今回からしばらく、沖縄旅行編をお送りします。今日は、沖縄を行き先に選んだ理由です。

雪の北国を飛び出して南国沖縄へ

土地が変われば、食べ物が変わり、住む人も変わる。我が家がある札幌から100マイルの世界の外にも、素晴らしい世界が広がっているはず。年末年始の帰省で気が付いてしまったこの事実を、確かめる機会がすぐにやってきました。

長男(6)の幼稚園の冬休みに合わせて、旅行をすることになったのです。どうせ行くなら極端な方が楽しい。行き先は沖縄に決めました。そしてもちろん、100マイル地元食ルールでの旅行です。雪で閉ざされた北国から、南の島の沖縄へ。それはそれは楽しい旅行になるはずです。

氷の結晶
-5℃で全てが凍り着く札幌

「沖縄に行けたら何がしたい?」

海で泳ぎたい!美ら海水族館でジンベイザメを見たい!子供たちは無邪気なものです。塩を思う存分使いたい、黒砂糖を食べたい、アグー豚が食べたい、熱帯の魚を食べたい。大人はやはり食べ物のことばかりです。

十勝旅行の緊張と興奮をもう一度

100マイル地元食ルールでの旅行は、昨年夏の十勝旅行以来の2回目です。あの時は、外出先でどう食材を集めれば良いのかわからず、途方に暮れていました。そんな中でも多くの地元の方との出会いによって、最後には素晴らしい旅行になりました。

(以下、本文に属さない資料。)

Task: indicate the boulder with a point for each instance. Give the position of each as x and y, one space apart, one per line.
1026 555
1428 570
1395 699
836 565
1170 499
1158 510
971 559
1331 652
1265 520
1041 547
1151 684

あの緊張と興奮に満ち溢れた旅を、今度はもっと遠くでしてみたい。

十勝旅行から半年が経ち、私たちの100マイル地元食レベルもそれなりに上がっています。食材調達に料理に、今回はもっとうまくいくでしょう。行き先はなんと言っても南国沖縄。冬とはいっても温かく、食材が豊富に見つかるのは間違いありません。

年末年始の帰省から札幌に戻ると、慌ただしく旅支度が始まりました。スーツケース2つに、リュックが2つ、それに手提げ袋が1つと、大人2人と、6歳、3歳、0歳の旅行は大荷物になります。そして、忘れてはいけないのは、1つだけ持って行ける食材です。

旅の例外ルールに選ばれた1品

昨年の十勝旅行の際に、苦肉の策で考え出した「旅行には1品だけ食品を持って行ける」という例外ルール。何を持って行くかは、旅の成否を決める重要な決断になります。十勝旅行の際は、塩を選択しました。事前に十勝には地元の塩が無い事がわかっていたからです。

今回の旅行先の沖縄では、塩が豊富にあるとリサーチ済みでした。お正月に訪れたスカイツリーの下の塩の専門店、塩屋(まーすやー)では、沖縄県産の自然塩のコーナーがあったほどです。塩は現地調達できます。そんな時、妻から提案があったのは小麦粉でした。

現地で車移動が多くなる100マイル地元食旅行では、車内での子供のおやつが重要です。小麦粉があれば、クッキーのような物や、ビスケットのような物が作れます。我が家にとっては必須の食材でした。

「じゃあ、薄力粉と強力粉、両方入れとくね。」妻がしれっと言います。

「え、1品だけだよ。」私が妻の考えをわかっていながら、意地悪な顔で止めます。

「じゃあ、薄力粉だけにします。」楽しい旅行の準備中に、ひと時だけ緊張感が走った瞬間でした。

2,200km先の沖縄へいざテイクオフ

昨年の十勝旅行では、我が家から東に150km先の中札内村まで行っただけでした。十勝にネットワークがある多くの友人の紹介もあって、美味しい食材に出会うことができました。でも、今回は、南西に2,200kmも先の沖縄県。もちろん友人の助けも借りられません。

縁もゆかりも無い土地に投げ出された時、100マイル地元食ルールで生きていけるのか?5日間の壮大な実験が始まりました。久々に湧き出す緊張感に、特殊な食生活への挑戦を始めた頃の気持ちが蘇ります。

南国沖縄のイメージ
南国沖縄のイメージ

新千歳空港から那覇空港までは、直行便で4時間。移動中にお腹が空かないように、妻がハンバーガーとおにぎりとマフィンを作ってくれていました。飛び立った飛行機が雪雲を抜けた頃、気が付いたことがありました。飛行機だと、札幌の我が家から100マイル範囲をすぐに越えちゃうけど、妻の手作り弁当は食べてても良いんだろうか...

旅の始まりから想定外の事態が起こりました。